A proposta foi bem recebida pela imprensa. A Road & Track  declarou que ele “acelera mais que o Datsun 280 ZX, faz mais curvas que o Ferrari 308 e o Porsche 944… e é acessível”. A Motor Trend  considerou-o “o Mustang de rua com melhor comportamento que a fábrica já fez”. E o SVO foi comparado a sete esportivos — Audi Coupe GT, Chevrolet Camaro, Chrysler Laser, Mitsubishi Starion, Merkur XR4Ti, Nissan 300 ZX e Toyota Supra — pela Car and Driver,  que o colocou em quinto lugar, empatado ao Nissan.

“O SVO é o Porsche 930 Turbo da Ford, um velho projeto mantido vivo com grande doses de tecnologia administradas por dedicados engenheiros.

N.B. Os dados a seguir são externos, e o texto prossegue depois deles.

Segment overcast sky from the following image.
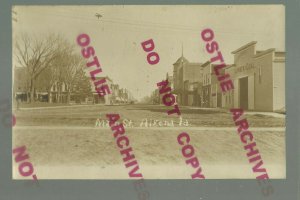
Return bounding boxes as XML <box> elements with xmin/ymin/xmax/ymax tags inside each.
<box><xmin>12</xmin><ymin>5</ymin><xmax>285</xmax><ymax>99</ymax></box>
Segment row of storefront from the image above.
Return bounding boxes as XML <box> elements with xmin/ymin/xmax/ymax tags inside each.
<box><xmin>154</xmin><ymin>42</ymin><xmax>285</xmax><ymax>112</ymax></box>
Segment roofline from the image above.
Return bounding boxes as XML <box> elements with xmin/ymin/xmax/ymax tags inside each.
<box><xmin>231</xmin><ymin>41</ymin><xmax>257</xmax><ymax>54</ymax></box>
<box><xmin>253</xmin><ymin>48</ymin><xmax>275</xmax><ymax>58</ymax></box>
<box><xmin>201</xmin><ymin>61</ymin><xmax>211</xmax><ymax>67</ymax></box>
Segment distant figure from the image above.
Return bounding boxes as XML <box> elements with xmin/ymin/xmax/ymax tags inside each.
<box><xmin>95</xmin><ymin>13</ymin><xmax>102</xmax><ymax>19</ymax></box>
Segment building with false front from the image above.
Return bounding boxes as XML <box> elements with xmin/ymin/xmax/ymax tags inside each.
<box><xmin>173</xmin><ymin>55</ymin><xmax>202</xmax><ymax>106</ymax></box>
<box><xmin>168</xmin><ymin>42</ymin><xmax>285</xmax><ymax>111</ymax></box>
<box><xmin>222</xmin><ymin>42</ymin><xmax>285</xmax><ymax>111</ymax></box>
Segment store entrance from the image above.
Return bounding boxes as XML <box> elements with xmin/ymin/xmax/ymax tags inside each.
<box><xmin>239</xmin><ymin>77</ymin><xmax>248</xmax><ymax>110</ymax></box>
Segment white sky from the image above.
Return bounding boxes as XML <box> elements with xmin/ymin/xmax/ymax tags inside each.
<box><xmin>12</xmin><ymin>5</ymin><xmax>285</xmax><ymax>99</ymax></box>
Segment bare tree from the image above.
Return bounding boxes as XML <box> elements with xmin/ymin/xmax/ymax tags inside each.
<box><xmin>15</xmin><ymin>34</ymin><xmax>61</xmax><ymax>102</ymax></box>
<box><xmin>63</xmin><ymin>54</ymin><xmax>85</xmax><ymax>103</ymax></box>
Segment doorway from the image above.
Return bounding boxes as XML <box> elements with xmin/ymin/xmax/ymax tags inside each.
<box><xmin>239</xmin><ymin>77</ymin><xmax>248</xmax><ymax>110</ymax></box>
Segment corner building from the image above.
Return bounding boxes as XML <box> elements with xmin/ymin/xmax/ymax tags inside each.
<box><xmin>222</xmin><ymin>42</ymin><xmax>285</xmax><ymax>111</ymax></box>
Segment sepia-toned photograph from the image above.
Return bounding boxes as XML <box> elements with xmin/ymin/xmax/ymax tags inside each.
<box><xmin>8</xmin><ymin>5</ymin><xmax>286</xmax><ymax>180</ymax></box>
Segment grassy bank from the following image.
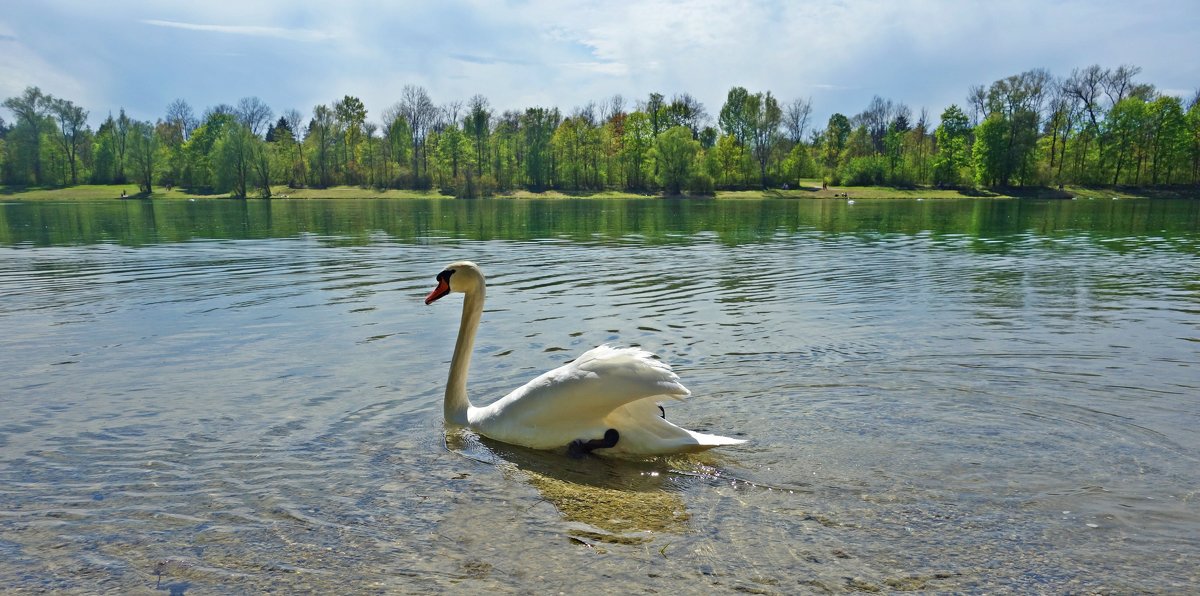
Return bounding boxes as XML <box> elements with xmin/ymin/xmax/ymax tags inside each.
<box><xmin>0</xmin><ymin>180</ymin><xmax>1200</xmax><ymax>200</ymax></box>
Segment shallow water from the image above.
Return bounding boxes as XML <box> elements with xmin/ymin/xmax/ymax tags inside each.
<box><xmin>0</xmin><ymin>200</ymin><xmax>1200</xmax><ymax>594</ymax></box>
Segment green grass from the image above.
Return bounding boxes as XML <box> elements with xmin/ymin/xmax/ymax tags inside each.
<box><xmin>0</xmin><ymin>180</ymin><xmax>1200</xmax><ymax>200</ymax></box>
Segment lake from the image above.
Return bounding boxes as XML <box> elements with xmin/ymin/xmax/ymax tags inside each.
<box><xmin>0</xmin><ymin>199</ymin><xmax>1200</xmax><ymax>594</ymax></box>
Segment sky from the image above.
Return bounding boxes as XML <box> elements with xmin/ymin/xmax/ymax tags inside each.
<box><xmin>0</xmin><ymin>0</ymin><xmax>1200</xmax><ymax>126</ymax></box>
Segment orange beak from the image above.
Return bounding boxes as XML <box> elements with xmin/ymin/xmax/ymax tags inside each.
<box><xmin>425</xmin><ymin>276</ymin><xmax>450</xmax><ymax>305</ymax></box>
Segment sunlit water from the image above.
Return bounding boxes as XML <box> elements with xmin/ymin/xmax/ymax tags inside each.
<box><xmin>0</xmin><ymin>200</ymin><xmax>1200</xmax><ymax>594</ymax></box>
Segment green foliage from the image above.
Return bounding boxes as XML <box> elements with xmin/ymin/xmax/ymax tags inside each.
<box><xmin>972</xmin><ymin>114</ymin><xmax>1008</xmax><ymax>186</ymax></box>
<box><xmin>654</xmin><ymin>126</ymin><xmax>700</xmax><ymax>194</ymax></box>
<box><xmin>0</xmin><ymin>66</ymin><xmax>1200</xmax><ymax>197</ymax></box>
<box><xmin>934</xmin><ymin>104</ymin><xmax>973</xmax><ymax>186</ymax></box>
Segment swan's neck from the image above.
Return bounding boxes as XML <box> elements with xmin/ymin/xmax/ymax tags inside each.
<box><xmin>443</xmin><ymin>284</ymin><xmax>485</xmax><ymax>426</ymax></box>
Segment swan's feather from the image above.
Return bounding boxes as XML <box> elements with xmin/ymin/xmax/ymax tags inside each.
<box><xmin>468</xmin><ymin>345</ymin><xmax>715</xmax><ymax>453</ymax></box>
<box><xmin>598</xmin><ymin>399</ymin><xmax>745</xmax><ymax>454</ymax></box>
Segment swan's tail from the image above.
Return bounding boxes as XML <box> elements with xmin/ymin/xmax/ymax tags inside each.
<box><xmin>684</xmin><ymin>428</ymin><xmax>745</xmax><ymax>451</ymax></box>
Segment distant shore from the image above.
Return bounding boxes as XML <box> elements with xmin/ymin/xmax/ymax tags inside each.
<box><xmin>0</xmin><ymin>180</ymin><xmax>1200</xmax><ymax>200</ymax></box>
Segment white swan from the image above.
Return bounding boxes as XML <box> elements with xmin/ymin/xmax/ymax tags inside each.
<box><xmin>425</xmin><ymin>261</ymin><xmax>745</xmax><ymax>456</ymax></box>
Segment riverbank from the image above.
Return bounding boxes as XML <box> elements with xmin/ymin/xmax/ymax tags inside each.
<box><xmin>0</xmin><ymin>180</ymin><xmax>1200</xmax><ymax>200</ymax></box>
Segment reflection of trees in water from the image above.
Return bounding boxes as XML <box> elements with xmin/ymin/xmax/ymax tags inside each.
<box><xmin>0</xmin><ymin>198</ymin><xmax>1200</xmax><ymax>251</ymax></box>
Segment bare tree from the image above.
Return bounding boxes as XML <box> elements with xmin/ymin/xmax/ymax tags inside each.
<box><xmin>48</xmin><ymin>97</ymin><xmax>88</xmax><ymax>185</ymax></box>
<box><xmin>236</xmin><ymin>97</ymin><xmax>275</xmax><ymax>137</ymax></box>
<box><xmin>600</xmin><ymin>91</ymin><xmax>624</xmax><ymax>121</ymax></box>
<box><xmin>392</xmin><ymin>85</ymin><xmax>438</xmax><ymax>177</ymax></box>
<box><xmin>283</xmin><ymin>108</ymin><xmax>307</xmax><ymax>186</ymax></box>
<box><xmin>784</xmin><ymin>97</ymin><xmax>812</xmax><ymax>145</ymax></box>
<box><xmin>967</xmin><ymin>85</ymin><xmax>988</xmax><ymax>126</ymax></box>
<box><xmin>200</xmin><ymin>103</ymin><xmax>238</xmax><ymax>122</ymax></box>
<box><xmin>1100</xmin><ymin>65</ymin><xmax>1141</xmax><ymax>108</ymax></box>
<box><xmin>4</xmin><ymin>86</ymin><xmax>52</xmax><ymax>183</ymax></box>
<box><xmin>167</xmin><ymin>100</ymin><xmax>200</xmax><ymax>142</ymax></box>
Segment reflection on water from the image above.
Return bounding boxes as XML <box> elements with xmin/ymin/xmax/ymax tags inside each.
<box><xmin>446</xmin><ymin>431</ymin><xmax>688</xmax><ymax>544</ymax></box>
<box><xmin>0</xmin><ymin>200</ymin><xmax>1200</xmax><ymax>594</ymax></box>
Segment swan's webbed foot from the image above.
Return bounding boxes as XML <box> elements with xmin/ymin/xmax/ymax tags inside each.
<box><xmin>566</xmin><ymin>428</ymin><xmax>620</xmax><ymax>458</ymax></box>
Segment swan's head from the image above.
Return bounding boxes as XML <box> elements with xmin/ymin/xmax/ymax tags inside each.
<box><xmin>425</xmin><ymin>260</ymin><xmax>484</xmax><ymax>305</ymax></box>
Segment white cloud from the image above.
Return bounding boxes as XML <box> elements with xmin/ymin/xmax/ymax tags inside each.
<box><xmin>142</xmin><ymin>19</ymin><xmax>334</xmax><ymax>42</ymax></box>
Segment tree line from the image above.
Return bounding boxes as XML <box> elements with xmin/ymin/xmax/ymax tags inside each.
<box><xmin>0</xmin><ymin>65</ymin><xmax>1200</xmax><ymax>197</ymax></box>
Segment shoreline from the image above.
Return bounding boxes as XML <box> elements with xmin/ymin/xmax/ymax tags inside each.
<box><xmin>0</xmin><ymin>180</ymin><xmax>1200</xmax><ymax>201</ymax></box>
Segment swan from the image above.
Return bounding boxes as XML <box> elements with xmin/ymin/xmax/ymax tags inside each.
<box><xmin>425</xmin><ymin>260</ymin><xmax>745</xmax><ymax>456</ymax></box>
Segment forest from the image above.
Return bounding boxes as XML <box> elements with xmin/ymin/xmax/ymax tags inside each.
<box><xmin>7</xmin><ymin>65</ymin><xmax>1200</xmax><ymax>198</ymax></box>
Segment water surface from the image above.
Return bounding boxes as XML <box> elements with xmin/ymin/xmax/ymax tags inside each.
<box><xmin>0</xmin><ymin>200</ymin><xmax>1200</xmax><ymax>594</ymax></box>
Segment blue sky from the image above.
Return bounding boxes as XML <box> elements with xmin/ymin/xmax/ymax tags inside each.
<box><xmin>0</xmin><ymin>0</ymin><xmax>1200</xmax><ymax>125</ymax></box>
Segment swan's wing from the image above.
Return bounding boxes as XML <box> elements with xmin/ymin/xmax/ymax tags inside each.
<box><xmin>598</xmin><ymin>399</ymin><xmax>745</xmax><ymax>454</ymax></box>
<box><xmin>469</xmin><ymin>345</ymin><xmax>690</xmax><ymax>448</ymax></box>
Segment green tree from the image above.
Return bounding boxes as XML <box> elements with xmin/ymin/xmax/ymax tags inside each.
<box><xmin>821</xmin><ymin>114</ymin><xmax>851</xmax><ymax>177</ymax></box>
<box><xmin>654</xmin><ymin>126</ymin><xmax>700</xmax><ymax>194</ymax></box>
<box><xmin>334</xmin><ymin>95</ymin><xmax>367</xmax><ymax>185</ymax></box>
<box><xmin>743</xmin><ymin>91</ymin><xmax>784</xmax><ymax>188</ymax></box>
<box><xmin>934</xmin><ymin>103</ymin><xmax>972</xmax><ymax>186</ymax></box>
<box><xmin>521</xmin><ymin>108</ymin><xmax>560</xmax><ymax>192</ymax></box>
<box><xmin>4</xmin><ymin>86</ymin><xmax>52</xmax><ymax>183</ymax></box>
<box><xmin>464</xmin><ymin>95</ymin><xmax>492</xmax><ymax>177</ymax></box>
<box><xmin>128</xmin><ymin>120</ymin><xmax>158</xmax><ymax>195</ymax></box>
<box><xmin>48</xmin><ymin>98</ymin><xmax>90</xmax><ymax>185</ymax></box>
<box><xmin>305</xmin><ymin>104</ymin><xmax>337</xmax><ymax>188</ymax></box>
<box><xmin>212</xmin><ymin>122</ymin><xmax>258</xmax><ymax>199</ymax></box>
<box><xmin>1104</xmin><ymin>97</ymin><xmax>1146</xmax><ymax>185</ymax></box>
<box><xmin>972</xmin><ymin>113</ymin><xmax>1009</xmax><ymax>186</ymax></box>
<box><xmin>1147</xmin><ymin>95</ymin><xmax>1187</xmax><ymax>185</ymax></box>
<box><xmin>620</xmin><ymin>112</ymin><xmax>654</xmax><ymax>191</ymax></box>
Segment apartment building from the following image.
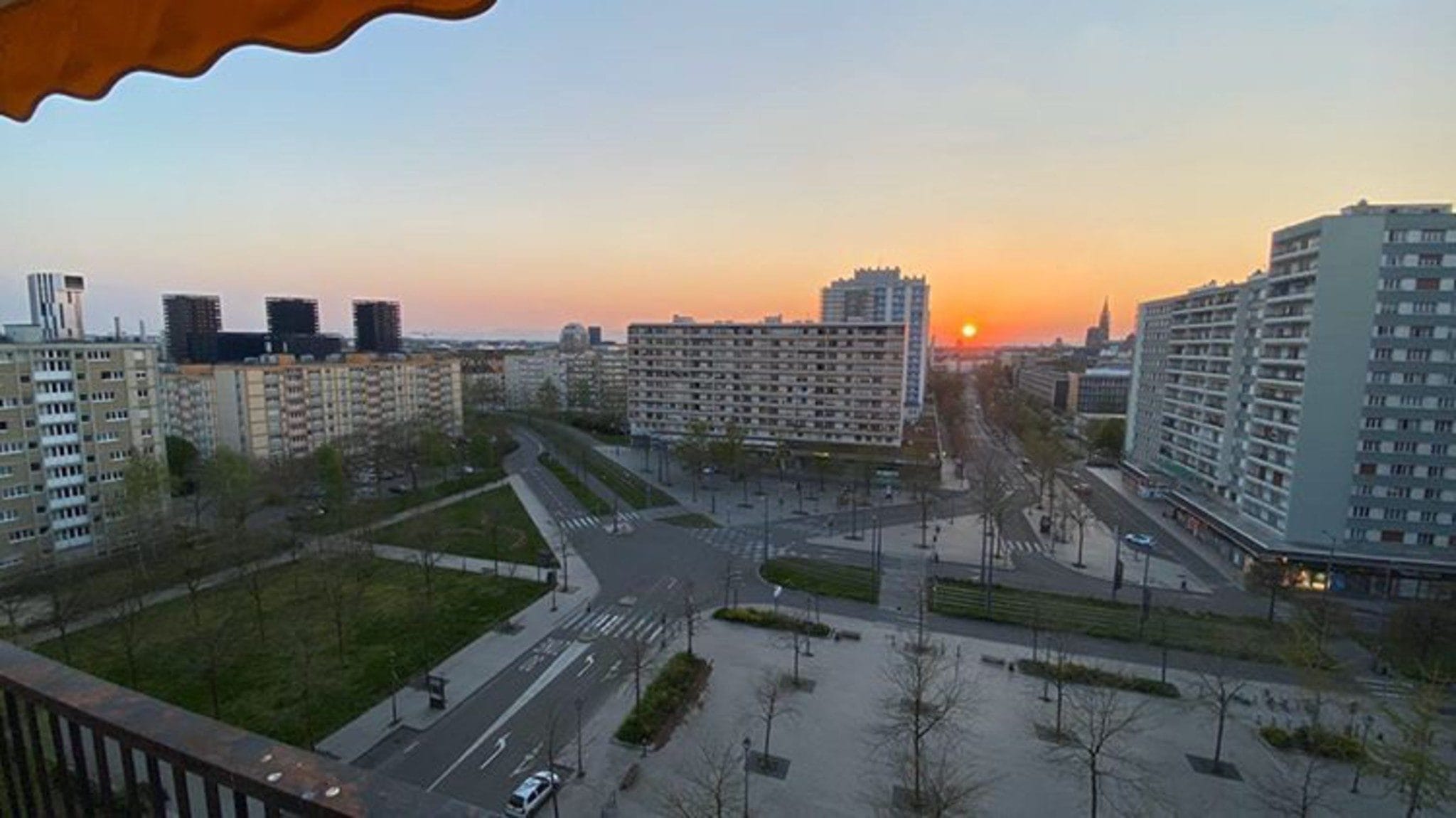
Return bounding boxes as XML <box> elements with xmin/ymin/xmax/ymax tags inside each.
<box><xmin>820</xmin><ymin>266</ymin><xmax>931</xmax><ymax>420</ymax></box>
<box><xmin>161</xmin><ymin>354</ymin><xmax>463</xmax><ymax>459</ymax></box>
<box><xmin>1123</xmin><ymin>298</ymin><xmax>1177</xmax><ymax>463</ymax></box>
<box><xmin>628</xmin><ymin>319</ymin><xmax>906</xmax><ymax>447</ymax></box>
<box><xmin>1133</xmin><ymin>201</ymin><xmax>1456</xmax><ymax>594</ymax></box>
<box><xmin>0</xmin><ymin>342</ymin><xmax>164</xmax><ymax>566</ymax></box>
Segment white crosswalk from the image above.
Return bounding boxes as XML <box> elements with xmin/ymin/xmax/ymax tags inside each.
<box><xmin>559</xmin><ymin>511</ymin><xmax>642</xmax><ymax>531</ymax></box>
<box><xmin>557</xmin><ymin>608</ymin><xmax>665</xmax><ymax>642</ymax></box>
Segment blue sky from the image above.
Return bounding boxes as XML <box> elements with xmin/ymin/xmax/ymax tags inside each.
<box><xmin>0</xmin><ymin>0</ymin><xmax>1456</xmax><ymax>341</ymax></box>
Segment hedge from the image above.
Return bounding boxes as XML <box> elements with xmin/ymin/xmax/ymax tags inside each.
<box><xmin>616</xmin><ymin>652</ymin><xmax>712</xmax><ymax>745</ymax></box>
<box><xmin>1260</xmin><ymin>725</ymin><xmax>1364</xmax><ymax>761</ymax></box>
<box><xmin>1018</xmin><ymin>659</ymin><xmax>1182</xmax><ymax>699</ymax></box>
<box><xmin>714</xmin><ymin>608</ymin><xmax>833</xmax><ymax>636</ymax></box>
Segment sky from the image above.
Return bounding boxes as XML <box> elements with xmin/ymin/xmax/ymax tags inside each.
<box><xmin>0</xmin><ymin>0</ymin><xmax>1456</xmax><ymax>344</ymax></box>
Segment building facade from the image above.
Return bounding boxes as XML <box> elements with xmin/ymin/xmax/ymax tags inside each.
<box><xmin>820</xmin><ymin>266</ymin><xmax>931</xmax><ymax>419</ymax></box>
<box><xmin>161</xmin><ymin>354</ymin><xmax>463</xmax><ymax>460</ymax></box>
<box><xmin>628</xmin><ymin>320</ymin><xmax>906</xmax><ymax>447</ymax></box>
<box><xmin>264</xmin><ymin>297</ymin><xmax>319</xmax><ymax>338</ymax></box>
<box><xmin>161</xmin><ymin>294</ymin><xmax>223</xmax><ymax>364</ymax></box>
<box><xmin>1134</xmin><ymin>202</ymin><xmax>1456</xmax><ymax>590</ymax></box>
<box><xmin>354</xmin><ymin>302</ymin><xmax>402</xmax><ymax>352</ymax></box>
<box><xmin>0</xmin><ymin>342</ymin><xmax>164</xmax><ymax>566</ymax></box>
<box><xmin>25</xmin><ymin>272</ymin><xmax>86</xmax><ymax>341</ymax></box>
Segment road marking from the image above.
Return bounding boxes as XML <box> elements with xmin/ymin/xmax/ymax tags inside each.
<box><xmin>511</xmin><ymin>744</ymin><xmax>542</xmax><ymax>779</ymax></box>
<box><xmin>577</xmin><ymin>654</ymin><xmax>597</xmax><ymax>679</ymax></box>
<box><xmin>481</xmin><ymin>733</ymin><xmax>511</xmax><ymax>770</ymax></box>
<box><xmin>425</xmin><ymin>643</ymin><xmax>587</xmax><ymax>790</ymax></box>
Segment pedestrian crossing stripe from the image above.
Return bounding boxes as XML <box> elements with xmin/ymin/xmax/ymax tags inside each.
<box><xmin>557</xmin><ymin>610</ymin><xmax>663</xmax><ymax>640</ymax></box>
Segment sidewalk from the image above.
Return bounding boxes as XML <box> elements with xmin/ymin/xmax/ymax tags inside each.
<box><xmin>317</xmin><ymin>474</ymin><xmax>600</xmax><ymax>761</ymax></box>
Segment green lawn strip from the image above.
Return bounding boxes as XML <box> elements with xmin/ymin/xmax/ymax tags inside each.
<box><xmin>536</xmin><ymin>451</ymin><xmax>611</xmax><ymax>515</ymax></box>
<box><xmin>714</xmin><ymin>607</ymin><xmax>833</xmax><ymax>636</ymax></box>
<box><xmin>932</xmin><ymin>579</ymin><xmax>1287</xmax><ymax>662</ymax></box>
<box><xmin>760</xmin><ymin>558</ymin><xmax>879</xmax><ymax>602</ymax></box>
<box><xmin>616</xmin><ymin>652</ymin><xmax>712</xmax><ymax>747</ymax></box>
<box><xmin>1017</xmin><ymin>659</ymin><xmax>1182</xmax><ymax>699</ymax></box>
<box><xmin>1260</xmin><ymin>725</ymin><xmax>1366</xmax><ymax>761</ymax></box>
<box><xmin>658</xmin><ymin>511</ymin><xmax>722</xmax><ymax>528</ymax></box>
<box><xmin>368</xmin><ymin>486</ymin><xmax>556</xmax><ymax>565</ymax></box>
<box><xmin>296</xmin><ymin>469</ymin><xmax>505</xmax><ymax>534</ymax></box>
<box><xmin>38</xmin><ymin>558</ymin><xmax>546</xmax><ymax>747</ymax></box>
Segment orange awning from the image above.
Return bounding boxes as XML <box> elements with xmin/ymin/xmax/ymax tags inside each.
<box><xmin>0</xmin><ymin>0</ymin><xmax>495</xmax><ymax>121</ymax></box>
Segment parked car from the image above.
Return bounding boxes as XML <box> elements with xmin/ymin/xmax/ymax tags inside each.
<box><xmin>1123</xmin><ymin>534</ymin><xmax>1153</xmax><ymax>552</ymax></box>
<box><xmin>505</xmin><ymin>770</ymin><xmax>560</xmax><ymax>818</ymax></box>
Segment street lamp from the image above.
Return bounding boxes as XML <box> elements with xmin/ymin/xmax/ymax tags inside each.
<box><xmin>742</xmin><ymin>736</ymin><xmax>753</xmax><ymax>818</ymax></box>
<box><xmin>575</xmin><ymin>696</ymin><xmax>587</xmax><ymax>779</ymax></box>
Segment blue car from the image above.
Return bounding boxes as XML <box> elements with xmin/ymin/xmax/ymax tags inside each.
<box><xmin>1123</xmin><ymin>534</ymin><xmax>1153</xmax><ymax>552</ymax></box>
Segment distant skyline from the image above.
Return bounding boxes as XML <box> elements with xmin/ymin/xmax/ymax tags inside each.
<box><xmin>0</xmin><ymin>0</ymin><xmax>1456</xmax><ymax>344</ymax></box>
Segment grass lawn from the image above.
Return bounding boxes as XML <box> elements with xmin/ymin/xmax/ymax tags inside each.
<box><xmin>38</xmin><ymin>558</ymin><xmax>546</xmax><ymax>747</ymax></box>
<box><xmin>293</xmin><ymin>469</ymin><xmax>505</xmax><ymax>534</ymax></box>
<box><xmin>368</xmin><ymin>486</ymin><xmax>556</xmax><ymax>565</ymax></box>
<box><xmin>760</xmin><ymin>558</ymin><xmax>879</xmax><ymax>602</ymax></box>
<box><xmin>658</xmin><ymin>511</ymin><xmax>722</xmax><ymax>528</ymax></box>
<box><xmin>536</xmin><ymin>451</ymin><xmax>611</xmax><ymax>515</ymax></box>
<box><xmin>931</xmin><ymin>579</ymin><xmax>1288</xmax><ymax>662</ymax></box>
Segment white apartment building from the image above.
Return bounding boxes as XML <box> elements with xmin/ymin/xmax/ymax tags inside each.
<box><xmin>25</xmin><ymin>272</ymin><xmax>86</xmax><ymax>341</ymax></box>
<box><xmin>0</xmin><ymin>342</ymin><xmax>164</xmax><ymax>558</ymax></box>
<box><xmin>161</xmin><ymin>354</ymin><xmax>463</xmax><ymax>459</ymax></box>
<box><xmin>628</xmin><ymin>319</ymin><xmax>906</xmax><ymax>447</ymax></box>
<box><xmin>820</xmin><ymin>266</ymin><xmax>931</xmax><ymax>420</ymax></box>
<box><xmin>1128</xmin><ymin>201</ymin><xmax>1456</xmax><ymax>595</ymax></box>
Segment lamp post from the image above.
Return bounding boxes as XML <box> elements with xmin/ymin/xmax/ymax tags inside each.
<box><xmin>742</xmin><ymin>736</ymin><xmax>753</xmax><ymax>818</ymax></box>
<box><xmin>575</xmin><ymin>696</ymin><xmax>587</xmax><ymax>779</ymax></box>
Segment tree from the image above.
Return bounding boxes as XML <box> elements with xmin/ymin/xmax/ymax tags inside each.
<box><xmin>1051</xmin><ymin>687</ymin><xmax>1150</xmax><ymax>818</ymax></box>
<box><xmin>166</xmin><ymin>435</ymin><xmax>203</xmax><ymax>495</ymax></box>
<box><xmin>1199</xmin><ymin>659</ymin><xmax>1248</xmax><ymax>775</ymax></box>
<box><xmin>1377</xmin><ymin>674</ymin><xmax>1456</xmax><ymax>818</ymax></box>
<box><xmin>878</xmin><ymin>622</ymin><xmax>968</xmax><ymax>814</ymax></box>
<box><xmin>1243</xmin><ymin>561</ymin><xmax>1285</xmax><ymax>622</ymax></box>
<box><xmin>201</xmin><ymin>448</ymin><xmax>257</xmax><ymax>528</ymax></box>
<box><xmin>658</xmin><ymin>738</ymin><xmax>749</xmax><ymax>818</ymax></box>
<box><xmin>753</xmin><ymin>671</ymin><xmax>798</xmax><ymax>767</ymax></box>
<box><xmin>313</xmin><ymin>442</ymin><xmax>350</xmax><ymax>511</ymax></box>
<box><xmin>683</xmin><ymin>580</ymin><xmax>702</xmax><ymax>657</ymax></box>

A Ford certamente acertou em seu visual e o desempenho é potente: é o carro mais ‘quente’ do grupo por larga margem ao acelerar de 0 a 96 em 6,8 segundos. Ele também comporta-se bem e gosta de ser dirigido rápido. Mas quando você acelera tudo… nada. Um segundo passa, e nada ainda. Então, whoosh!  Todos os cavalos acordam de uma vez e o SVO quebra seu pescoço para trás”, definiu a revista.